Nessa minha breve existência virtual — uma semana talvez, nem isso, com a conta activa — vi coisas que não sei bem onde colocar na cabeça. Mães a falar com filhos pequenos enquanto conduziam e filmavam ao mesmo tempo, e ainda a explicar, com uma ternura fingida para o ecrã, os perigos de falar com desconhecidos, como se o absurdo não estivesse já ali, ao volante. Pessoas a chorar, mas a chorar para dentro de um ecrã, a anunciar derrotas ou vitórias, a pedir licença a uma plateia invisível. Outras a ensinar como se maquilha, como se veste, como se existe. Outras a mostrar o que comem, com quem estão, com quem estiveram, quem morreu, entretanto — tudo misturado, tudo ao mesmo nível, como se nada tivesse hierarquia possível.

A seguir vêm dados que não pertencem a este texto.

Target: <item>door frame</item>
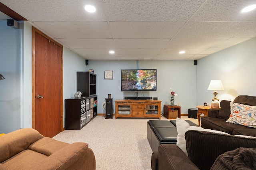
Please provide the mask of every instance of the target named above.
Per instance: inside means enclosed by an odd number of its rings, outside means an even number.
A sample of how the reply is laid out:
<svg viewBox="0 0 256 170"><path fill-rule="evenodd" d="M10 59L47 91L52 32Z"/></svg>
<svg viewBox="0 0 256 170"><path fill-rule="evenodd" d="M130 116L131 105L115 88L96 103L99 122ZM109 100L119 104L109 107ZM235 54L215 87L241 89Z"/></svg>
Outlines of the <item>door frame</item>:
<svg viewBox="0 0 256 170"><path fill-rule="evenodd" d="M61 131L64 130L63 127L63 47L59 43L54 41L49 36L44 34L41 31L33 26L32 26L32 128L35 128L35 33L36 32L45 38L49 40L49 41L56 43L61 48L61 96L57 96L58 97L61 97Z"/></svg>

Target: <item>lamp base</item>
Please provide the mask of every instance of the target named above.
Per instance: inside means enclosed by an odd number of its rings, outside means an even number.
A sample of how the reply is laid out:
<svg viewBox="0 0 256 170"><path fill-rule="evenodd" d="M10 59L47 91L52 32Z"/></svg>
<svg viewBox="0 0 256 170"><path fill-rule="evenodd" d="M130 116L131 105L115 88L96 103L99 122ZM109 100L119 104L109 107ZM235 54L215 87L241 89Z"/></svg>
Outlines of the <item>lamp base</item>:
<svg viewBox="0 0 256 170"><path fill-rule="evenodd" d="M219 103L211 103L211 108L218 108Z"/></svg>

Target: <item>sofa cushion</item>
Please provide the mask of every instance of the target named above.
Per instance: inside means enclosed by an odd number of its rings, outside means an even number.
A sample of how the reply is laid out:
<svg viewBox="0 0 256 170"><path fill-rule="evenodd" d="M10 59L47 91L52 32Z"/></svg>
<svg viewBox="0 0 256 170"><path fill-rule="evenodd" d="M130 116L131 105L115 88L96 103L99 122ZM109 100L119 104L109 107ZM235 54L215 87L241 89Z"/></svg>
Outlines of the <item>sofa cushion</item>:
<svg viewBox="0 0 256 170"><path fill-rule="evenodd" d="M229 116L230 115L230 102L231 101L228 100L223 100L221 101L220 104L220 109L217 115L217 117L225 120L227 120L229 118ZM239 101L236 103L244 105L251 105L248 103Z"/></svg>
<svg viewBox="0 0 256 170"><path fill-rule="evenodd" d="M220 109L217 115L218 118L227 120L230 114L230 101L223 100L220 101Z"/></svg>
<svg viewBox="0 0 256 170"><path fill-rule="evenodd" d="M185 134L188 157L200 170L209 170L221 154L241 147L256 148L256 138L189 130Z"/></svg>
<svg viewBox="0 0 256 170"><path fill-rule="evenodd" d="M246 95L238 96L236 97L234 100L234 102L238 103L242 103L251 106L256 106L256 97Z"/></svg>
<svg viewBox="0 0 256 170"><path fill-rule="evenodd" d="M29 170L47 157L43 154L28 149L19 153L2 164L8 169Z"/></svg>
<svg viewBox="0 0 256 170"><path fill-rule="evenodd" d="M201 122L202 127L204 128L222 131L230 134L242 134L256 136L254 134L256 132L256 130L255 128L234 123L228 123L226 122L225 120L222 119L204 116L201 118ZM248 134L248 133L233 134L233 130L236 129L240 129L239 132L240 132L247 130L249 132L253 129L254 130L254 132L251 134Z"/></svg>
<svg viewBox="0 0 256 170"><path fill-rule="evenodd" d="M252 170L256 167L256 149L238 148L226 152L215 160L211 170Z"/></svg>
<svg viewBox="0 0 256 170"><path fill-rule="evenodd" d="M27 149L42 136L32 128L19 129L0 136L0 163Z"/></svg>
<svg viewBox="0 0 256 170"><path fill-rule="evenodd" d="M184 152L188 155L188 152L186 148L186 141L185 140L185 134L188 130L196 130L211 132L218 134L228 134L225 132L221 132L214 130L205 129L201 127L190 126L188 123L184 120L177 118L176 119L176 125L177 125L177 131L178 136L177 137L177 146L178 146Z"/></svg>
<svg viewBox="0 0 256 170"><path fill-rule="evenodd" d="M226 122L256 128L256 106L230 102L230 113Z"/></svg>
<svg viewBox="0 0 256 170"><path fill-rule="evenodd" d="M69 144L46 137L33 143L28 148L49 156Z"/></svg>
<svg viewBox="0 0 256 170"><path fill-rule="evenodd" d="M159 170L199 170L175 144L162 144L158 147Z"/></svg>
<svg viewBox="0 0 256 170"><path fill-rule="evenodd" d="M256 137L256 129L254 128L238 128L233 130L233 135L240 134Z"/></svg>

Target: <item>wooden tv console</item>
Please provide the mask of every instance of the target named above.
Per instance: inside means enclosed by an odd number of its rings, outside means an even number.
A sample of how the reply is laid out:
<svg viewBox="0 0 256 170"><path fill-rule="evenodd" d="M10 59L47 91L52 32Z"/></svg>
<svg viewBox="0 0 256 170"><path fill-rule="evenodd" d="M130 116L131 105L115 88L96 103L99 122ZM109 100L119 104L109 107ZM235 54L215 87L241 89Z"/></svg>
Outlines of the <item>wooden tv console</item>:
<svg viewBox="0 0 256 170"><path fill-rule="evenodd" d="M158 118L161 119L161 102L158 100L116 100L118 117Z"/></svg>

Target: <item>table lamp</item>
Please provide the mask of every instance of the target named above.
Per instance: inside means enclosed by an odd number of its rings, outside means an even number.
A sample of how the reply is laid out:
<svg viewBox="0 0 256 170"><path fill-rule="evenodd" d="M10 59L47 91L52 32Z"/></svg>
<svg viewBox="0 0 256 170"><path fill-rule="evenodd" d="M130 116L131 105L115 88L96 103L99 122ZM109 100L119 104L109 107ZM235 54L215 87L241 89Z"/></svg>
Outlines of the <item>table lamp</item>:
<svg viewBox="0 0 256 170"><path fill-rule="evenodd" d="M219 103L218 103L218 101L219 101L219 99L217 98L216 96L218 94L217 93L217 90L224 90L224 88L222 85L222 83L221 83L220 80L212 80L210 83L209 87L208 87L208 90L214 90L213 94L214 95L214 97L212 99L212 100L213 101L214 103L211 103L211 107L212 108L218 108ZM217 103L216 103L217 102Z"/></svg>
<svg viewBox="0 0 256 170"><path fill-rule="evenodd" d="M5 79L5 78L4 78L4 77L3 76L3 75L0 74L0 80L3 80L4 79Z"/></svg>

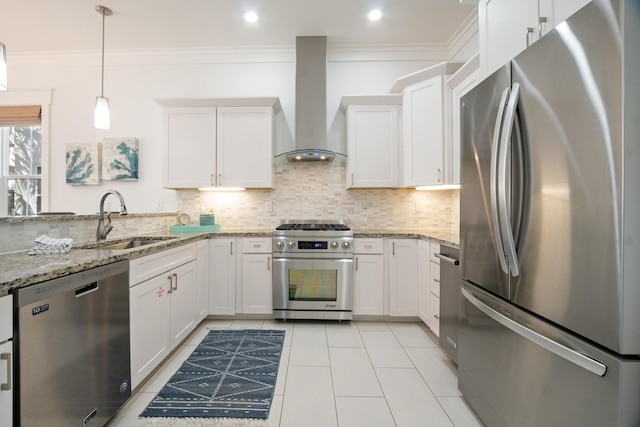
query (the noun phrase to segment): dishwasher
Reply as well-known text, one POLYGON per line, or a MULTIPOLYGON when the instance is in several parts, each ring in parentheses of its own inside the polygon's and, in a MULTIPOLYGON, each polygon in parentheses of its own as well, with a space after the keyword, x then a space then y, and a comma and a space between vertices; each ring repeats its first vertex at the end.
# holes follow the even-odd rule
POLYGON ((131 396, 129 262, 16 296, 14 424, 104 426, 131 396))

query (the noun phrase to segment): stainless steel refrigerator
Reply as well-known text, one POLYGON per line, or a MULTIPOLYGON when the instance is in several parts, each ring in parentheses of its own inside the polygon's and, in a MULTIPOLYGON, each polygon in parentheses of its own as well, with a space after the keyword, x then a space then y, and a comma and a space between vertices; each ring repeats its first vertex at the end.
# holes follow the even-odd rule
POLYGON ((461 100, 459 388, 488 426, 640 425, 640 1, 461 100))

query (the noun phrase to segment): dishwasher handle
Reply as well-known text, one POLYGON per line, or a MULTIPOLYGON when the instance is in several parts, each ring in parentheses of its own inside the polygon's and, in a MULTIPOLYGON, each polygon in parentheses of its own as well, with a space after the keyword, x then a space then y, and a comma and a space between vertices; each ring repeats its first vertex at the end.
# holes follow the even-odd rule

Depois havia as que vendem coisas, qualquer coisa, livros, meias, cuecas adelgaçantes, promessas em forma de objecto. Outras ainda a prometerem milagres: “Vinte quilos perdidos num segundo de scroll“, como se o corpo fosse um erro corrigível com o deslizar do dedo. Vale tudo, tudo, desde que prenda o olhar, desde que capture a atenção.

Fiquei tonta, agoniada, digo isto com toda a seriedade. Um scroll de segundos equivale a uma viagem circular de carrossel depois de um cozido à portuguesa, dá ideia de vermos o cérebro a atrasar em relação ao corpo. Aquilo não faz bem a ninguém, tenho a certeza, estamos todos mais embrutecidos desde que existem estas redes, e ao mesmo tempo com a ilusão de que sabemos mais, precisamente porque nos atiram uma quantidade obscena de informação à cara, uma espécie de avalanche boçal onde quase tudo é ruído, só ruído, ruído para os olhos, para os ouvidos, lixo para o pensamento.

E depois a questão, sempre a mesma, não podemos voltar atrás, mas talvez pudéssemos ir mais à frente de outra maneira, inventar qualquer coisa que substituísse este viver hipnótico. Sei lá, talvez deslizarmos nós próprios pela casa, de quarto para a sala, da sala para a cozinha, da cozinha para a casa de banho, e daí para a rua, quem sabe, um movimento com corpo, com peso, com mundo.

Porque estar assim, colados aos ecrãs, fechados nestes espaços, perturba-nos mais do que admitimos. Há uma transformação que não controlamos, invisível e contínua, mas que está a mexer connosco. Devíamos sair de casa e ir para a rua, de preferência sem levar a prótese dos aparelhos. É que “os demónios não gostam de ar fresco”, disse Ingmar Bergman e escreveu a poeta e dramaturga Maria Quintans, e acreditem que é verdade.